A Nigerian man identified simply as Junior has been reunited with his family and friends after spending nine months in the custody of bandits, emerging from the ordeal physically unrecognisable and visibly broken by what he endured.
His story came to public attention through a Facebook post by his friend, Mike Agwam, who recounted a chance encounter with Junior at a social gathering, having not seen him in three to four years. Agwam said he did not recognise him at first. The man standing before him was half his former size.


In his post, Agwam described the moment Junior realised what was going through his friend’s mind and immediately offered an explanation.
“He saw and knew what was going on in my mind, and immediately went ahead to tell me that he was just out from the den of kidnappers, and he has spent 9 months in their hands,” Agwam wrote.

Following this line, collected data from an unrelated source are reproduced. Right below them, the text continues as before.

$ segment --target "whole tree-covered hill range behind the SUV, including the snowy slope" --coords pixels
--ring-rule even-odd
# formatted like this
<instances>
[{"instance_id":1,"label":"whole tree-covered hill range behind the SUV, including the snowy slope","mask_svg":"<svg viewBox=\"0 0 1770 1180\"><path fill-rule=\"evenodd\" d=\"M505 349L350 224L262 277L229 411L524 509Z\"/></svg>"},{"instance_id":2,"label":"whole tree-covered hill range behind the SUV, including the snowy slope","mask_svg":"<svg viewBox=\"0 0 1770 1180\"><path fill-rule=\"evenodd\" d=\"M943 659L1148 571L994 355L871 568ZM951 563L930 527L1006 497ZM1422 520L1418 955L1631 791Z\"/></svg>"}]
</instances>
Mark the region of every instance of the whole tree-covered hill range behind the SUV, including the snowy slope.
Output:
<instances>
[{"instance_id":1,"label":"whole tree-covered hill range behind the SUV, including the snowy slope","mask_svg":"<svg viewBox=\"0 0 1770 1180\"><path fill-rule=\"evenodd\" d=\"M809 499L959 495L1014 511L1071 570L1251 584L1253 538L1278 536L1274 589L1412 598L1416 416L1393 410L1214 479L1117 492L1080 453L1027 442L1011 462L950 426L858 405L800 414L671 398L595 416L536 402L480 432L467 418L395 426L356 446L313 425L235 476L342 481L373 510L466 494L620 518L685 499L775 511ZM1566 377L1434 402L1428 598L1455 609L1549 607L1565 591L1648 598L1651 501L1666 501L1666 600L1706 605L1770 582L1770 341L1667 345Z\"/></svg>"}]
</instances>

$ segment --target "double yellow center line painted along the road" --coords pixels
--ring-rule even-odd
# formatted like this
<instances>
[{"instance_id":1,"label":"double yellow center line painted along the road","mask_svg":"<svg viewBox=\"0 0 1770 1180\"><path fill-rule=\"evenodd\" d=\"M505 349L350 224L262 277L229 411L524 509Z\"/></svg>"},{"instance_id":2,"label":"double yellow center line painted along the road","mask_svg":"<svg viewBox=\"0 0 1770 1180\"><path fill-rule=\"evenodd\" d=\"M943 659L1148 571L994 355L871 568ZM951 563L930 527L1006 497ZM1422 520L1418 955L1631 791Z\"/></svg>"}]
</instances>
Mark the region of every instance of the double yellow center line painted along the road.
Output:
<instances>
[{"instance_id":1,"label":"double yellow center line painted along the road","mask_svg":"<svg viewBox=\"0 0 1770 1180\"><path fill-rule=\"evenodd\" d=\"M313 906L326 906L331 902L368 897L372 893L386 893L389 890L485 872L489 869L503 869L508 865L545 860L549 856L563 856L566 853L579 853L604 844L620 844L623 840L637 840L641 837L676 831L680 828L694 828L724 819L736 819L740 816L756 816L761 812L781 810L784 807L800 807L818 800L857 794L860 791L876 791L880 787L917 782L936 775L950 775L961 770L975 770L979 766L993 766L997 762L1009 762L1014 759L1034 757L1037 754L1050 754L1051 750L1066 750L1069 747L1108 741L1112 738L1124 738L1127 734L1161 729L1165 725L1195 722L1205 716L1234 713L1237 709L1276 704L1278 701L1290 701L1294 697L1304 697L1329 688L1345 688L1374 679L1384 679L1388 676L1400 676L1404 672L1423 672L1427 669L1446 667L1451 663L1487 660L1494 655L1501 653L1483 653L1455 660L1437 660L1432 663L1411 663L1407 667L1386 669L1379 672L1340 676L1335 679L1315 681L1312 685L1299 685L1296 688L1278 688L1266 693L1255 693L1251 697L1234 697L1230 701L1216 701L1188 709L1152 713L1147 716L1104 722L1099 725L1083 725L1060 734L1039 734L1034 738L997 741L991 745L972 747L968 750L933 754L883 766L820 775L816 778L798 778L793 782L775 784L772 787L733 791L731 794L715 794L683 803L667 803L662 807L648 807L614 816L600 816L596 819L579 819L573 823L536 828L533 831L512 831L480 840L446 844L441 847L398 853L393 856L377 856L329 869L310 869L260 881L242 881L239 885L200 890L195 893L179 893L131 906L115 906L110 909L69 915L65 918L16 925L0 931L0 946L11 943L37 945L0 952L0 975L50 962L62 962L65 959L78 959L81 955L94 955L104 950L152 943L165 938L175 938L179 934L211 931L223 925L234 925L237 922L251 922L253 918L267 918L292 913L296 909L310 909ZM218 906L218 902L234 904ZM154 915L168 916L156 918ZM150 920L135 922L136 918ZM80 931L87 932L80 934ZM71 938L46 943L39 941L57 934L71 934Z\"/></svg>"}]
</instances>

Junior then showed him a photograph taken shortly after his release. Agwam described what he saw as a 63-year-old man who looked a hundred, emaciated and defeated, with a white beard he said made him resemble ancient men who once lived in caves.
Junior told his friend that throughout the nine months, he was forced to sit in one position under a tree, regardless of weather. When it rained, he stayed. When the sun bore down, he stayed. Swarms of flies circled him constantly, he said, the way they would circle a dead animal. Bathing was nonexistent. Whatever food was brought to him, he ate, because the alternative was starvation. Ticks infested his body, inside and outside his groin, tormenting him without pause, day and night.


“It’s an experience you will not wish your worst enemy to experience,” Agwam wrote, adding that an ordinary mind would not have survived it intact. He credited Junior’s resilience and endurance for bringing him through.
Agwam said that after Junior finished speaking, his heart melted. He closed his post with a warning to Nigerians, that no one should assume they are beyond the reach of kidnappers simply because they have not been targeted yet. He called on citizens and authorities to take more decisive and practical steps to reverse what he described as a deepening crisis of insecurity across the country.
Junior’s story, Agwam noted, is not unique. It stands in for the thousands of Nigerians who have passed through similar ordeals, many of whom never make it back at all.